The Liberal government of Asquith had been highly embarrassed by the hunger strike tactic of the Suffragettes. Many of the more famous Suffragettes were from middle class backgrounds and were educated. While society as a whole expected certain behaviour from them (which was not forthcoming), society also held certain values on how the government should act with regards to when these women were in prison, and therefore under the jurisdiction of the government.
When some Suffragettes were arrested they would go on hunger strike. This was a deliberate policy to bring attention to their cause and also to embarrass the government. To counter this, the government resorted to force-feeding those women on hunger-strike – an act usually reserved for those held in what were then called lunatic asylums. This simple act greatly embarrassed the government. While it avoided the political disaster of a Suffragette dying in prison – thus creating a martyr for the movement – it simply did not reflect well on the government.

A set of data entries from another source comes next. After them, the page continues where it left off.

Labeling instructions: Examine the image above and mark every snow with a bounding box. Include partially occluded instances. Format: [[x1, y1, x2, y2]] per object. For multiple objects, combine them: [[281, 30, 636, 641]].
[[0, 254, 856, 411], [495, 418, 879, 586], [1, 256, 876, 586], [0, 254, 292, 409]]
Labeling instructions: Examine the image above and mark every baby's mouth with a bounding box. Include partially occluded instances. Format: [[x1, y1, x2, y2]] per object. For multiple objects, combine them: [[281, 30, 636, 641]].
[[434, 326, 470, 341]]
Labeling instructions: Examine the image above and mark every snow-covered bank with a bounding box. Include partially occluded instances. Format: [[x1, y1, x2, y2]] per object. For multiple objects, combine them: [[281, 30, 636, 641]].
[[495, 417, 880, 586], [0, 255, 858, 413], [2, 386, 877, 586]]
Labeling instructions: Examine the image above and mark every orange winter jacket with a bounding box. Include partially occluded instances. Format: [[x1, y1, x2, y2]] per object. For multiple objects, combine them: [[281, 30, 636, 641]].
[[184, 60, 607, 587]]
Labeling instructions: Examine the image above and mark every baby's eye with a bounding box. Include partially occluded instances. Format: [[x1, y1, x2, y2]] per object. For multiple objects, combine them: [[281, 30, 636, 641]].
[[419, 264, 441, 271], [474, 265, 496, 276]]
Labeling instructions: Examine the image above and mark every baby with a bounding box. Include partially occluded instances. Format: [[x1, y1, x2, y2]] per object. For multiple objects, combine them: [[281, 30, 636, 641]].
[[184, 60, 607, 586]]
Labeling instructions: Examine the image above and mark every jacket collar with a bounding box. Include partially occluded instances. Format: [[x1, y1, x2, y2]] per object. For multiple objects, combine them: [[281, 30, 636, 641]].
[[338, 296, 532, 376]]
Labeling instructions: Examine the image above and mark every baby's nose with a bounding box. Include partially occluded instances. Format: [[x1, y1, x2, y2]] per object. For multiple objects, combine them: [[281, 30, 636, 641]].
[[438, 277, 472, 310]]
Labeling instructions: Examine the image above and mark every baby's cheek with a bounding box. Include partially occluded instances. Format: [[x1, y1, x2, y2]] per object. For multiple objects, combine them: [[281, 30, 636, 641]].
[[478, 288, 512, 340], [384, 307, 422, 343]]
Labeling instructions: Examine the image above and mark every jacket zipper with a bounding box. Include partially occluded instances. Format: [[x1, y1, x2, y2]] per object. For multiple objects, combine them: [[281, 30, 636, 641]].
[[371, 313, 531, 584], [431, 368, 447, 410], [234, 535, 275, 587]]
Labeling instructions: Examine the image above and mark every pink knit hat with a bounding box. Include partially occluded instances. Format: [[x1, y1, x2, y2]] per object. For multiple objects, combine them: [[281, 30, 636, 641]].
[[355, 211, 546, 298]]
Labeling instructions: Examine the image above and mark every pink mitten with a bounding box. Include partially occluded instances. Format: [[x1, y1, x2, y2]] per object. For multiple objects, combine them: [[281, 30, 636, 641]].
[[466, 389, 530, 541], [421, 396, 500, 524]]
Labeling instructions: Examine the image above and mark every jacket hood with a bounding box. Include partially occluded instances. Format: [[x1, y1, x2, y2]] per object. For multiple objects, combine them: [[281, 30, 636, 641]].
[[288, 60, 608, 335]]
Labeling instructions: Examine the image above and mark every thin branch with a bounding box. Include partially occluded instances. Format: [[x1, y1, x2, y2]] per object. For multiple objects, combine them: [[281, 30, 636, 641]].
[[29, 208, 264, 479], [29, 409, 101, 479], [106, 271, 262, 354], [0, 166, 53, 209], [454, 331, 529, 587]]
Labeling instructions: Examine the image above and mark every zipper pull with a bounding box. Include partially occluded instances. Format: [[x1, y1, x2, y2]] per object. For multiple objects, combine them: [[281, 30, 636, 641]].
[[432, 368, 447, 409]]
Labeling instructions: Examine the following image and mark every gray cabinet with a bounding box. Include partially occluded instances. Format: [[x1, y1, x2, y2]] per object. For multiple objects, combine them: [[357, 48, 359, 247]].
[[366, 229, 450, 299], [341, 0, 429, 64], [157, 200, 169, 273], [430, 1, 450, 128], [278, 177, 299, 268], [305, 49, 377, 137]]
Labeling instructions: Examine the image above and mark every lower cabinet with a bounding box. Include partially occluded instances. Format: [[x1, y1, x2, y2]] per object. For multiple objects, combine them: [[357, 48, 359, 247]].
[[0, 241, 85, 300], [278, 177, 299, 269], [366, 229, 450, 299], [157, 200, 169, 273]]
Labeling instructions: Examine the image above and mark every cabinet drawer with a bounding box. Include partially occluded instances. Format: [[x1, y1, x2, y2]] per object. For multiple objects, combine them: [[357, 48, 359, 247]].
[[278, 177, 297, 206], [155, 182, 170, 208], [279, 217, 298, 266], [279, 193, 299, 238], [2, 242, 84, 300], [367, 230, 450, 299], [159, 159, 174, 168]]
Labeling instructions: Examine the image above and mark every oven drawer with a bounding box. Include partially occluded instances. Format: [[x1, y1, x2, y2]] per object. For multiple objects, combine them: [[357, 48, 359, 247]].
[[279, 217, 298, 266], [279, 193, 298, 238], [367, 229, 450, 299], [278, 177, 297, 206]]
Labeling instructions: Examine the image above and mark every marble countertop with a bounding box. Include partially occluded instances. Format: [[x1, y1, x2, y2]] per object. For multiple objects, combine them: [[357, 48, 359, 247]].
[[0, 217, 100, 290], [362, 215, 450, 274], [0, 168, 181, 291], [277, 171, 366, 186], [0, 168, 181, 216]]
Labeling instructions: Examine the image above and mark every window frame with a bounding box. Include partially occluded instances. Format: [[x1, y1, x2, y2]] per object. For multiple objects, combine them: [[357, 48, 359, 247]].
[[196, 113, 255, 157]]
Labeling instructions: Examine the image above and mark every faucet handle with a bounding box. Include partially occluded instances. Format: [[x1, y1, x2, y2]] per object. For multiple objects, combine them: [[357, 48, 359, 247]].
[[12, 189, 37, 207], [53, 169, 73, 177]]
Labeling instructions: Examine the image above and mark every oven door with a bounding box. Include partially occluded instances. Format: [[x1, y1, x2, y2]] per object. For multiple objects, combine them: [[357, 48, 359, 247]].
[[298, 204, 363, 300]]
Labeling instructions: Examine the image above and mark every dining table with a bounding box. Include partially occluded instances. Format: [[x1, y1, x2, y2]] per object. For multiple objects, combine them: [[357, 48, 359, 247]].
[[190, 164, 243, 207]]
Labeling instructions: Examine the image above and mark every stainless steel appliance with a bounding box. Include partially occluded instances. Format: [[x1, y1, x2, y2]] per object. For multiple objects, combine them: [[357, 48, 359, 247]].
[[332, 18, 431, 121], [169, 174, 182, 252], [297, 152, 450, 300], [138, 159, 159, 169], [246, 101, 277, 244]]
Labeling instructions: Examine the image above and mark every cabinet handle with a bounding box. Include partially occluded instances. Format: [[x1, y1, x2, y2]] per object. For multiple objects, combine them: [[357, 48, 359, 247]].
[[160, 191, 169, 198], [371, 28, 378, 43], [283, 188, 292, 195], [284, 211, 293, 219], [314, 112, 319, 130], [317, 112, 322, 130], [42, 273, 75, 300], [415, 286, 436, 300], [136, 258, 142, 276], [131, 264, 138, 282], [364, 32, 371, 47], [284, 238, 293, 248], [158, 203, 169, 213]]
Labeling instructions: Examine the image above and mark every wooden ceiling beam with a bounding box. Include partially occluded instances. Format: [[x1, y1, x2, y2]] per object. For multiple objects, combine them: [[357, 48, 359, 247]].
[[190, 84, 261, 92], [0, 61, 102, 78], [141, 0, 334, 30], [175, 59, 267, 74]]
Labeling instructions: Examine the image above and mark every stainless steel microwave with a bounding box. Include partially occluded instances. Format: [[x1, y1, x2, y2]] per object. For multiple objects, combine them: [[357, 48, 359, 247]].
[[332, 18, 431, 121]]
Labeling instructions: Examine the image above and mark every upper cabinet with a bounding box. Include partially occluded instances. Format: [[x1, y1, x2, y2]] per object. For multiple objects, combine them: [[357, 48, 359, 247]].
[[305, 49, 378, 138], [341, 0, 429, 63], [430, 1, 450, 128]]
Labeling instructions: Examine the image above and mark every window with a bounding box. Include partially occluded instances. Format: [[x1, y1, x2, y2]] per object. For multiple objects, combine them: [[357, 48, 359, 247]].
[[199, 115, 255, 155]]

To get around this, the ‘Cat and Mouse Act’ was introduced. The logic behind this was simple: a Suffragette would be arrested; she would go on hunger strike; the authorities would wait until she was too weak (through lack of food) to do any harm if in public. She would then be released ‘on licence’. Once out of prison, it was assumed that the former prisoner would start to eat once again and re-gain her strength over a period of time. If she committed an offence while out on licence, she would be immediately re-arrested and returned to prison. Here, it was assumed that she would then go back on hunger strike. The authorities would then wait until she was too weak to cause trouble and then she would be re-released ‘on licence’.
The nickname of the act came about because of a cat’s habit of playing with its prey (a mouse) before finishing it off.
Research does indicate that the act did not do a great deal to deter the activities of the Suffragettes. Their violent actions only ceased with the outbreak of war and their support of the war effort. However, the start of the war in August 1914, and the ending of all Suffragette activities for the duration of the war, means that the potentially full impact of the ‘Cat and Mouse Act’ will never be known.